TODO: md-tracking needs a version reference, not just a content sha

Without storing snapshots we lose the ability to diff against "what SF last saw". The fix is hybrid: store the git commit SHA1 that contained the observed content (cheap, no DB blob), and only fall back to a gzipped snapshot when the file was observed with uncommitted changes (no git ref exists for that exact content). For ".sf/-generated, untracked, in .gitignore" the right answer is to not track them in this table at all. Co-Authored-By: Claude Opus 4.7 (1M context) <noreply@anthropic.com>
2026-05-11 19:46:38 +02:00 · 2026-05-11 19:46:38 +02:00 · 76923afb91
commit 76923afb91
parent 296054b1d4
1 changed files with 31 additions and 18 deletions
--- a/TODO.md
+++ b/TODO.md
@ -118,32 +118,45 @@ Explicit out of scope:
  is expected, no signal in tracking.
 - `node_modules`, `dist`, vendored copies — irrelevant.

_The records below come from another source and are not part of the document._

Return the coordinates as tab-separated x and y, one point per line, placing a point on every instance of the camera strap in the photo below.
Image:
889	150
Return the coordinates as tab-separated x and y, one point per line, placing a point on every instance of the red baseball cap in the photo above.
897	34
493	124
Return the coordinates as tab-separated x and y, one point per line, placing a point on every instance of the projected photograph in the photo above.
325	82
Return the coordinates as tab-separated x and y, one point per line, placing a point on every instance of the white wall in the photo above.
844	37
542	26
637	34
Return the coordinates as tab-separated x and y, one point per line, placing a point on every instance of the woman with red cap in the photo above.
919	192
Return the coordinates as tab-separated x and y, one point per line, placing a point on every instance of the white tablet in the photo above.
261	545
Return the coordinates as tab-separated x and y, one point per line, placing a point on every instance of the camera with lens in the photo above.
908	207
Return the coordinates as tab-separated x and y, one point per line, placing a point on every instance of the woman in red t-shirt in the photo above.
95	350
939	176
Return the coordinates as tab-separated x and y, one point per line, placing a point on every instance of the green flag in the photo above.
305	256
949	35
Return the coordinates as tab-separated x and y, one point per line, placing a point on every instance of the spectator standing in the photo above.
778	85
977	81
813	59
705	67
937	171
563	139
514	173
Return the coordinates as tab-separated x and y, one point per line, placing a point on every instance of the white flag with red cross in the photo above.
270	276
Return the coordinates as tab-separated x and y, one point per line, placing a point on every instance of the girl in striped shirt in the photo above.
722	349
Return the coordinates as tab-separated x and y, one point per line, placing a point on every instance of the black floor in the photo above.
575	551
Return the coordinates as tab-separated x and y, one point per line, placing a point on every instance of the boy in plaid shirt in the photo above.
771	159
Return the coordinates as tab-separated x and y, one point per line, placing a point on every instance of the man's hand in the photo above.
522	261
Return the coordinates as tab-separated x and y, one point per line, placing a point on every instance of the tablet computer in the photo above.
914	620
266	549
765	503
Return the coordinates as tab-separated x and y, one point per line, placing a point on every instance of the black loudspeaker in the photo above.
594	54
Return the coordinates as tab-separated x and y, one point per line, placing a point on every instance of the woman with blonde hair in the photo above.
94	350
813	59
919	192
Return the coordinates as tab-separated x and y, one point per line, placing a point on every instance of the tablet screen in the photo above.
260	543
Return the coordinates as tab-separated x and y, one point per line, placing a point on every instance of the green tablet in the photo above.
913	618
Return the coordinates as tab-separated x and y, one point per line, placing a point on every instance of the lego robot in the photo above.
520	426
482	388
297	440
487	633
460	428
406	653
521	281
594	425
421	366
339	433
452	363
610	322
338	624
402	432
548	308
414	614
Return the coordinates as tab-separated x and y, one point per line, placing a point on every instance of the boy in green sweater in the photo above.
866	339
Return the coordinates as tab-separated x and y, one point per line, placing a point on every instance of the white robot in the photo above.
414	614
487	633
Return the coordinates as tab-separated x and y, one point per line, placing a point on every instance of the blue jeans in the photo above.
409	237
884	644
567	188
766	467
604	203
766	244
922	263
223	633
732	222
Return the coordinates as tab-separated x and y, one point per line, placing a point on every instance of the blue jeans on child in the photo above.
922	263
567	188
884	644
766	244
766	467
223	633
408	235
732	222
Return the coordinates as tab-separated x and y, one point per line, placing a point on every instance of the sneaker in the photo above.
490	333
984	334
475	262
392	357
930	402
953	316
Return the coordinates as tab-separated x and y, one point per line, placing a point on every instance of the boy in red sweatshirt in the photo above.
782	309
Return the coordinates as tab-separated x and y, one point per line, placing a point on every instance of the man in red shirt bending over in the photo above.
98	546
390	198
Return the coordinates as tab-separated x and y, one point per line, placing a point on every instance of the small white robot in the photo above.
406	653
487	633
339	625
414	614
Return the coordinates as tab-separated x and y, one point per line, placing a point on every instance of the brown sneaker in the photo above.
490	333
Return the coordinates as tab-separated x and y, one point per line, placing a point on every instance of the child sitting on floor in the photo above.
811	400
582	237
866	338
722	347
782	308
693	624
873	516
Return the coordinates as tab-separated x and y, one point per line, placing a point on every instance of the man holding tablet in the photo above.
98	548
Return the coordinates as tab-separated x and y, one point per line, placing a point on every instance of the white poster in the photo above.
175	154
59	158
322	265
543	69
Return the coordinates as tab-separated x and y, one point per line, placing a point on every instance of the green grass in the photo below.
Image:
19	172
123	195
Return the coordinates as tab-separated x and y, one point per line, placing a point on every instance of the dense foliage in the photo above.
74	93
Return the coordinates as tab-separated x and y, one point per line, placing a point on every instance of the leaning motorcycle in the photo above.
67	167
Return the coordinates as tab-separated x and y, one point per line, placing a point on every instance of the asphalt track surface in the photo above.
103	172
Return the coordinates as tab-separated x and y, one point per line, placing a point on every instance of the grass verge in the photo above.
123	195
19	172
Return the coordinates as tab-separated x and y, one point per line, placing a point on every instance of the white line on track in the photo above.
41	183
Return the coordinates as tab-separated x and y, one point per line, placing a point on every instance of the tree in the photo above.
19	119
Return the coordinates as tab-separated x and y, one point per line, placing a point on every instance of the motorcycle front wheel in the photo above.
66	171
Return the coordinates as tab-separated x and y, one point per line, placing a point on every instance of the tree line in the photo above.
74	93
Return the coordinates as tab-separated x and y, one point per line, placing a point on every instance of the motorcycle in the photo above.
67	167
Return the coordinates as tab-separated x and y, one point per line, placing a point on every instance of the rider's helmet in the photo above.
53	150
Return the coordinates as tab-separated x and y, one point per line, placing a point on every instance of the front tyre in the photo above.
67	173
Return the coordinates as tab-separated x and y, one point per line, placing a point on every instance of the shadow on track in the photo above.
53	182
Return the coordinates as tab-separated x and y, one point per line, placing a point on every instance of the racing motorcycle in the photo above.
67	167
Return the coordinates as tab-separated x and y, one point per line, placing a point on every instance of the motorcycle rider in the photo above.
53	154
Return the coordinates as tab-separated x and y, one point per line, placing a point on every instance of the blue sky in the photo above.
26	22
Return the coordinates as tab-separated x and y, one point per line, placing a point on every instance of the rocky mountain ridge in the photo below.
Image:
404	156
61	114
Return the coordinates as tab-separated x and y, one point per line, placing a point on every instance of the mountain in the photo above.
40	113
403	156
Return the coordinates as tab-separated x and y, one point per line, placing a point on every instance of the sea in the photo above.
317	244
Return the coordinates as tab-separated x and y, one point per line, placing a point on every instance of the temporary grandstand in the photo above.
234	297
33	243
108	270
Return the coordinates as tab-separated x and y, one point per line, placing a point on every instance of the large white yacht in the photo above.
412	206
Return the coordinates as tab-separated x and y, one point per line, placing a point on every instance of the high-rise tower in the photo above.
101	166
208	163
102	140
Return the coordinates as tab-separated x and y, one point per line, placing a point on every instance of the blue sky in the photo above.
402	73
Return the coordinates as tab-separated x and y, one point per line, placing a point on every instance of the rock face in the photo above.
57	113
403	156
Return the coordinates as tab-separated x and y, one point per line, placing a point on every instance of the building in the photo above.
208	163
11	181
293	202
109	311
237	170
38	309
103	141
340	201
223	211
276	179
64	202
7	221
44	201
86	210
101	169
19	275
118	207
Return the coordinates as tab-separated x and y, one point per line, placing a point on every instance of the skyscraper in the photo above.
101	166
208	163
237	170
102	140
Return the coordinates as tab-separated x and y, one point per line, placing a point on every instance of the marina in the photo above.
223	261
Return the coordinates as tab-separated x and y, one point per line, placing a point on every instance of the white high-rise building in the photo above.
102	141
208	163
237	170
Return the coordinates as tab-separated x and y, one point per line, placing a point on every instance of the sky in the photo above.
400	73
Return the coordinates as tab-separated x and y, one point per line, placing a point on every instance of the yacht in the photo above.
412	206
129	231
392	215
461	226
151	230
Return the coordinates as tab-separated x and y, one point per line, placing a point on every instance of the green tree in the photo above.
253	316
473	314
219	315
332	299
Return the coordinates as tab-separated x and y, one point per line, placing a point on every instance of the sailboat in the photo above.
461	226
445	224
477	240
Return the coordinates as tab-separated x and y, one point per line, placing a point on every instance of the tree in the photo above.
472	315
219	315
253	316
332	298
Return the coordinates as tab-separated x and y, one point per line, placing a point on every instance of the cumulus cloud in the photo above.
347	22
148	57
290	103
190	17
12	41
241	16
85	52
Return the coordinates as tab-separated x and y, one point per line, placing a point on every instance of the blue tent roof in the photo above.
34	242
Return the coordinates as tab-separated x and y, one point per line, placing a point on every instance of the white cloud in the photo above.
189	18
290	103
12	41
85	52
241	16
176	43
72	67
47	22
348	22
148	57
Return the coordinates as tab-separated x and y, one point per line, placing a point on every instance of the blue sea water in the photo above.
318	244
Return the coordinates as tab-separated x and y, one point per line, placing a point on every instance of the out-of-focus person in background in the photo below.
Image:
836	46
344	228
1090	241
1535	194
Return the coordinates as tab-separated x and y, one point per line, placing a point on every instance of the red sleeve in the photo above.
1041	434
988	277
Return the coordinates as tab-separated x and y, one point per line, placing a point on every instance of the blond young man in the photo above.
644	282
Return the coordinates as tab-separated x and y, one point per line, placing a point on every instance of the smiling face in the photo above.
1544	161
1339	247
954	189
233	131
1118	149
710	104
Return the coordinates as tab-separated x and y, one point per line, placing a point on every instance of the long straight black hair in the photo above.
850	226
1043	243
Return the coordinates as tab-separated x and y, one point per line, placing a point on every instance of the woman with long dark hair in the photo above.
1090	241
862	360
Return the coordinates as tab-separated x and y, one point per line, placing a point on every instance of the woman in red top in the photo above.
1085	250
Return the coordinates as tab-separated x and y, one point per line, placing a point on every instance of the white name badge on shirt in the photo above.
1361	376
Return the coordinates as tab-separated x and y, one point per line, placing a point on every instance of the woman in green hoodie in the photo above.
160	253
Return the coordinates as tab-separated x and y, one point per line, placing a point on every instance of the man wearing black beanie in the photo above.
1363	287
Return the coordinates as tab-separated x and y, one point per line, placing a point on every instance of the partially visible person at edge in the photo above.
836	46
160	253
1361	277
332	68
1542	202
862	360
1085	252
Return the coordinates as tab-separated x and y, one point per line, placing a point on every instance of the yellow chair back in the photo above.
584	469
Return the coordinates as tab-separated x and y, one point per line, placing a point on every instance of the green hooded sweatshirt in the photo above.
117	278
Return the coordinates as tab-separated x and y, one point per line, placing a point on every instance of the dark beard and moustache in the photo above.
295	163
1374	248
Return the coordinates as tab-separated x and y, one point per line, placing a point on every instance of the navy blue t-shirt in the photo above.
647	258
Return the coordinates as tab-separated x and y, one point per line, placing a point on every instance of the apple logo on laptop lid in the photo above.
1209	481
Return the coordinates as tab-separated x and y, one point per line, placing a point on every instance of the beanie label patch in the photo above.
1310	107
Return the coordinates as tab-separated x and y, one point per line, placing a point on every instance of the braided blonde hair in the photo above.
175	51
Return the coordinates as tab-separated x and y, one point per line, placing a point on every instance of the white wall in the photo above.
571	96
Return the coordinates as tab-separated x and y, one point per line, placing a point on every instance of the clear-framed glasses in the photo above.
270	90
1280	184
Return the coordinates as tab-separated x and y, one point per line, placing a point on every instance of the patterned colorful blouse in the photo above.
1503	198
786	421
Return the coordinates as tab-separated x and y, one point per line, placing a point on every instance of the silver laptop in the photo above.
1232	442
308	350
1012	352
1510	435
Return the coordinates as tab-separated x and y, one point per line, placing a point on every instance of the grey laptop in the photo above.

-Storage in `sf.db` — **shas only, no content snapshots**. SF generates
-many of these files itself; caching their contents in the DB would
-duplicate disk + git for no benefit:
+Storage in `sf.db` — sha + git ref, with **snapshot only as a fallback
+for uncommitted observations**. SF generates many of these files
+itself; storing every version in the DB would duplicate disk + git
+for no benefit. But we still need a reference point to compute diffs
+against — that's the versioning question.

 ```sql
 CREATE TABLE tracked_md_files (
-  relpath        TEXT PRIMARY KEY,        -- repo-relative path
-  sha256         TEXT NOT NULL,           -- hash of last-seen content
-  size_bytes     INTEGER NOT NULL,
-  last_seen_at   TEXT NOT NULL,
-  category       TEXT                     -- 'meta'|'wiki'|'milestone'|'adr'|'plan'
+  relpath              TEXT PRIMARY KEY,     -- repo-relative path
+  sha256               TEXT NOT NULL,        -- hash of last-seen content
+  size_bytes           INTEGER NOT NULL,
+  last_seen_at         TEXT NOT NULL,
+  last_seen_commit     TEXT,                 -- git SHA1 of HEAD when we saw it
+  uncommitted_snapshot BLOB,                 -- gzipped, ONLY if observed in working tree
+  category             TEXT                  -- 'meta'|'wiki'|'milestone'|'adr'|'plan'
 );
 ```

-For diff source, use **git** (these are all tracked files; if they're
-not, the agent should add them or skip tracking that path):
+Versioning + diff source decision tree per file:

-```
-git show HEAD:<relpath>     ← what was committed
-<relpath>                   ← what's on disk now
-diff the two                ← what changed since the last commit
-```
+1. **Observed at commit X (file was clean at the time)** →
+   store `last_seen_commit = X`, `uncommitted_snapshot = NULL`. Diff
+   later = `git show X:<path>` vs current. Cheap, no DB blob.

-This naturally handles "the operator edited but hasn't committed yet"
-(diff shows the working-tree change) and "another agent committed and
-SF wasn't running" (diff shows the new commit).
+2. **Observed with uncommitted changes (working-tree state at time of
+   observation)** → store `uncommitted_snapshot = gzip(content)`,
+   `last_seen_commit = HEAD-at-the-time-anyway`. Diff later = unpack
+   the snapshot vs current. Necessary because there is no git ref
+   that ever held that exact content.
+
+3. **File untracked or in .gitignore** (transient SF state, generated
+   artifacts) → either skip tracking entirely (preferred), or treat
+   it like case 2 (always store snapshot). Don't pretend a git ref
+   exists when it doesn't.
+
+In practice most md SF deals with is case 1 — committed at
+observation time — so the snapshot blob stays NULL for most rows. The
+DB stays small; the working-tree-edit corner case still has a clean
+diff.

 On session start + each autonomous-cycle entry, walk the configured
 glob set, hash each file, diff against `tracked_md_files.sha256`.